O fato de comissões da verdade serem, em geral, instaladas em
contexto de transição não impede que uma seja criada no Brasil, agora. A
Argentina continua julgando os militares responsáveis por crimes da
ditadura naquele país, e cada fato novo legitima novo inquérito e
julgamento. O tempo decorrido dos crimes cometidos também não é
justificativa para a sua não apuração. Os militares se incriminam ao
afirmar que “documentos e provas perderam-se no tempo”. Como assim? As
pessoas que foram presas, torturadas e mortas estavam em poder do Estado
brasileiro. Registros de prisão e processos são obrigatórios.
Documentos certamente existiram e se acabaram por se perder no tempo foi
por obra de alguém, certamente a parte interessada.
Ao contrário do que afirmam os militares, o Brasil não “superou muito bem essa etapa de sua história”,
justamente pelo fato de ela não ter sido esclarecida até hoje e de só
ter beneficiado os que praticaram os crimes. Os militares consideram que
o governo que comandaram com mão de ferro por um quarto de século “não
foi derrubado pelas forças políticas, mas sim ensejou processo lento e
gradual de transição e devolução do poder aos civis, promovendo
verdadeira reconciliação nacional.”
Parecem desconhecer as forças da história, que os obrigaram a levar
adiante o processo inexorável de abertura. Bolsões sinceros e radicais
até tentaram prorrogar o período de vigência da ditadura, mas seus dias
estavam definitivamente contados pela pressão interna e externa. A
democracia não foi concedida de bom grado e sim conquistada pela
resistência democrática, exercida das mais diferentes formas.
O documento das Forças Armadas reconhece “o direito legítimo das famílias buscarem seus entes desaparecidos”, mas questiona o suposto uso de uma “causa nobre”

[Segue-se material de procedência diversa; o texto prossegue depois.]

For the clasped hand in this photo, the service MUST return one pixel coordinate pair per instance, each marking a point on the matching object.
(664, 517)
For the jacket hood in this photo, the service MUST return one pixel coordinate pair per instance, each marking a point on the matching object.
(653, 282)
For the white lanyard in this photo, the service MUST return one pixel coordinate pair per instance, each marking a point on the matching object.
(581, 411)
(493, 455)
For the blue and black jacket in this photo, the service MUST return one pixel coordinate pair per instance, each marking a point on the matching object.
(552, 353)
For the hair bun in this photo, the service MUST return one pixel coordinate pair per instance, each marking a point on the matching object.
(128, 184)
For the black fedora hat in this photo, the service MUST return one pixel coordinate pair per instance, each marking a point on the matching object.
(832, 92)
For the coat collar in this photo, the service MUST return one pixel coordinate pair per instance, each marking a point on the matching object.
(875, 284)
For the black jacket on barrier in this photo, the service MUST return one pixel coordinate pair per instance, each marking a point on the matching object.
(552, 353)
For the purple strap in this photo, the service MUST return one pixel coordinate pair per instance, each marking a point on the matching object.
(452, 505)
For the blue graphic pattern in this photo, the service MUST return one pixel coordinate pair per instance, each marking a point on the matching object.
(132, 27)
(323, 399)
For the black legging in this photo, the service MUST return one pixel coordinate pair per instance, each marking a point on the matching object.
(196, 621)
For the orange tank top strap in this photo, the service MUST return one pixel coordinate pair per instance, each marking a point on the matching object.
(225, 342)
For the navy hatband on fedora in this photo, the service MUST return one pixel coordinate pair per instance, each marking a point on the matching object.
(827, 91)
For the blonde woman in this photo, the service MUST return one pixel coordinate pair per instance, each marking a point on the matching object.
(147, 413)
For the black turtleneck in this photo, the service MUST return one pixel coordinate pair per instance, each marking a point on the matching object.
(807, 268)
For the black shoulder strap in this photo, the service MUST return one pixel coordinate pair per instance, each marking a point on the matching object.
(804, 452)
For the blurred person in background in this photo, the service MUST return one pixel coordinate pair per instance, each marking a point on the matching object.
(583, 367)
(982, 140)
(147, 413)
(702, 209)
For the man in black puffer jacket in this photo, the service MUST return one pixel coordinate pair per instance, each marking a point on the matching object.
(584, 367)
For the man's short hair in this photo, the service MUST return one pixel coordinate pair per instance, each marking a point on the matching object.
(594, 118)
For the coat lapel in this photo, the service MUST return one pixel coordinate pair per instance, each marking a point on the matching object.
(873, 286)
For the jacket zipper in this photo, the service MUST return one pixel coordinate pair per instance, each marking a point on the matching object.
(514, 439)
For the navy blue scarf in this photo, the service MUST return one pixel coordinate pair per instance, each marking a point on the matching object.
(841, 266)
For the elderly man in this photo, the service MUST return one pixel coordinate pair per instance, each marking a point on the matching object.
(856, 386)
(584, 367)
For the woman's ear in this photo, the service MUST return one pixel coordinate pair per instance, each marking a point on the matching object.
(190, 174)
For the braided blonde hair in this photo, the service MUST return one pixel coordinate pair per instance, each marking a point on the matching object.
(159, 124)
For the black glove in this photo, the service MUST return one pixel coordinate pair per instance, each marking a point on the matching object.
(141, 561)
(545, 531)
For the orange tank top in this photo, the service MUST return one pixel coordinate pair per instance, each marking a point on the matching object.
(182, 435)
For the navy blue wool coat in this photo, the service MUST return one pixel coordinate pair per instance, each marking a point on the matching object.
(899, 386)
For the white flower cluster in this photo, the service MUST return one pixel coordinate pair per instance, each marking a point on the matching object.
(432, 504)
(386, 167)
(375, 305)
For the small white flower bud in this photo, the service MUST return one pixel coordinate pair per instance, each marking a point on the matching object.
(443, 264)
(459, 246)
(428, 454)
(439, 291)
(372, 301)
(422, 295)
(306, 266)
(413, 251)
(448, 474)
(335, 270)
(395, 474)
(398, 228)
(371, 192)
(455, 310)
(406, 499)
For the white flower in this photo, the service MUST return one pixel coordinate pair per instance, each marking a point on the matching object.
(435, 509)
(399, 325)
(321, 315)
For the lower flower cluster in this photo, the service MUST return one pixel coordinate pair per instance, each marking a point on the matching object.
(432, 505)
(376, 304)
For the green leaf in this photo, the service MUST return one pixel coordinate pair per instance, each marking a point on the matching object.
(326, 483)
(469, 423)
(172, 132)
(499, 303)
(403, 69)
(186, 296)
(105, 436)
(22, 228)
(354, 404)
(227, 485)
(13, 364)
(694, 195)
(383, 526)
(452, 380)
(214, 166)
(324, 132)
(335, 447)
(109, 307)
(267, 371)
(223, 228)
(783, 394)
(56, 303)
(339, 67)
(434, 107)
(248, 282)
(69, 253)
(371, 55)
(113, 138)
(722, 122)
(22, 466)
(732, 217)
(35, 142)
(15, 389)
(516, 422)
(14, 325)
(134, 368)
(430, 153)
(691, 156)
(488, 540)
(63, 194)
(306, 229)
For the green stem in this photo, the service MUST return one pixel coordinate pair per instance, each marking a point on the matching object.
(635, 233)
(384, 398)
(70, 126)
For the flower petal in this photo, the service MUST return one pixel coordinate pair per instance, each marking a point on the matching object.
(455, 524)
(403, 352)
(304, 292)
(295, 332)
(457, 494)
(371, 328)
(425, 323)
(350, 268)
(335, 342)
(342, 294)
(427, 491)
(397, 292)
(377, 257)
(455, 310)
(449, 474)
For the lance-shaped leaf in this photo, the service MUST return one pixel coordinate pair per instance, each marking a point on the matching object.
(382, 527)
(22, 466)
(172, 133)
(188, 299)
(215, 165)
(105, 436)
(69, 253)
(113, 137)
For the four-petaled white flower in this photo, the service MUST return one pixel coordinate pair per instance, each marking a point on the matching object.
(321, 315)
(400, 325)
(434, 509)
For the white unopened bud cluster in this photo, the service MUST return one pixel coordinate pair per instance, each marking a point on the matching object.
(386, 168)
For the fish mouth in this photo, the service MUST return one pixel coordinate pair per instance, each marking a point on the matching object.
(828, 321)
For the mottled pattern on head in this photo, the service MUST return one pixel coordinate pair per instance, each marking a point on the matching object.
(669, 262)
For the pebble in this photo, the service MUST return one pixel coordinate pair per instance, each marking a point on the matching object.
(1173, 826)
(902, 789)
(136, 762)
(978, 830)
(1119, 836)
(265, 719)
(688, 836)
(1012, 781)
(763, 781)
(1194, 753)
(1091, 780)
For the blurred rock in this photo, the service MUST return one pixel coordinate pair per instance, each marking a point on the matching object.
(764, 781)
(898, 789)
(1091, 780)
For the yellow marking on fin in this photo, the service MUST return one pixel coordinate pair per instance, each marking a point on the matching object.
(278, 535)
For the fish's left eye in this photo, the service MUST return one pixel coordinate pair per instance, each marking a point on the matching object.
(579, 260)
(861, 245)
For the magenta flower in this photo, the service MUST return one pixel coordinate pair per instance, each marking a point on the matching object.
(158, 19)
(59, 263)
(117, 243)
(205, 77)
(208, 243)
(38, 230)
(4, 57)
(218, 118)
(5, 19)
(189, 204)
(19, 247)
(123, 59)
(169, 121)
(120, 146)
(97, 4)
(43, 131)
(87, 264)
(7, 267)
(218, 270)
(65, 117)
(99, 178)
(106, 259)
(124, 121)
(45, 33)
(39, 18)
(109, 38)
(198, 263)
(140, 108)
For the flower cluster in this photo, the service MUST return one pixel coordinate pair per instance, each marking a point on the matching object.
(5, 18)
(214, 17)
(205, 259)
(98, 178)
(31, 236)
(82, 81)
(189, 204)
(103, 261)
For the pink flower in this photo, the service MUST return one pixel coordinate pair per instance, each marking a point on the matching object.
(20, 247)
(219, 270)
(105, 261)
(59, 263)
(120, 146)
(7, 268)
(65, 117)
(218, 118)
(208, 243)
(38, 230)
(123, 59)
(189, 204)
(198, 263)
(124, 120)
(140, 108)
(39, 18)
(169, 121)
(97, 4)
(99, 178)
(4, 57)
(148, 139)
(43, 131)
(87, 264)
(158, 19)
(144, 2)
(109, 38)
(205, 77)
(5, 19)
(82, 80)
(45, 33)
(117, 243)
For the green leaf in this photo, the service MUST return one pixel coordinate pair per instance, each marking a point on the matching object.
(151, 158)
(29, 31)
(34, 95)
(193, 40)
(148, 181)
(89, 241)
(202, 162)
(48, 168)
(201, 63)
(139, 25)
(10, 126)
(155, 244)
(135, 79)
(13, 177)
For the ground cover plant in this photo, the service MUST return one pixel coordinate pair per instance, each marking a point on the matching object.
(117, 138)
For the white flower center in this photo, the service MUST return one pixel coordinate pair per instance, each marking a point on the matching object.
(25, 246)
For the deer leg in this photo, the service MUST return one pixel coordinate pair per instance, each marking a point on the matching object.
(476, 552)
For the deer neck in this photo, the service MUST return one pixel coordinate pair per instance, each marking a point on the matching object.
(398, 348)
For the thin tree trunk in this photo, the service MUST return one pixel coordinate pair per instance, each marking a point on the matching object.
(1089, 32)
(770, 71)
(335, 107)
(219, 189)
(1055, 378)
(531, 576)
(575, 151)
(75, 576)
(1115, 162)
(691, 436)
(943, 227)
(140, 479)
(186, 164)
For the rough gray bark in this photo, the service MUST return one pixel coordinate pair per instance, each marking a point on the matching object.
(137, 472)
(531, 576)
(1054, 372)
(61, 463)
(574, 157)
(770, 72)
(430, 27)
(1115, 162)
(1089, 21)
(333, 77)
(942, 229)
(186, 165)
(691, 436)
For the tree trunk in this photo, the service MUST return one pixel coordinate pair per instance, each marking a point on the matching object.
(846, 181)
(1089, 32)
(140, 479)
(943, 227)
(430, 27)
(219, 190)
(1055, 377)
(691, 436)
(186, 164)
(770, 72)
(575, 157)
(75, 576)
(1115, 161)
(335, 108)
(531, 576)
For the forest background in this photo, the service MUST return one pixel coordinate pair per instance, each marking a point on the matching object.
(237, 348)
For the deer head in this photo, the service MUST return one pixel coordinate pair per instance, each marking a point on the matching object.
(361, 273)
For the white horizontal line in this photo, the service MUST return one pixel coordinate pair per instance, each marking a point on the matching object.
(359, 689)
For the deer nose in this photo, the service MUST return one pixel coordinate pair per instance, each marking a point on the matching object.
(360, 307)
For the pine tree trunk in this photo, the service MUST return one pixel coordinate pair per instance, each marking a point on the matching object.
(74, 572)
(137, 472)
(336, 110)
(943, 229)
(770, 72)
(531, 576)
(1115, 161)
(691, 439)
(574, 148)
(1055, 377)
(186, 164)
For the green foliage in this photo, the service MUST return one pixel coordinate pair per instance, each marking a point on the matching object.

para retaliações políticas. Ora, se os militares reconhecem o direito
das famílias, deveriam contribuir para esclarecer o que aconteceu com
seus filhos e não evitar apurações. As retaliações que porventura vierem
da verdade serão de natureza jurídica e não política. Os militares
perderam uma boa oportunidade de ficarem calados. Sua argumentação só
reforça a necessidade imperiosa de uma comissão da verdade que traga à
luz o que tanto se esforçam para manter sob o tapete.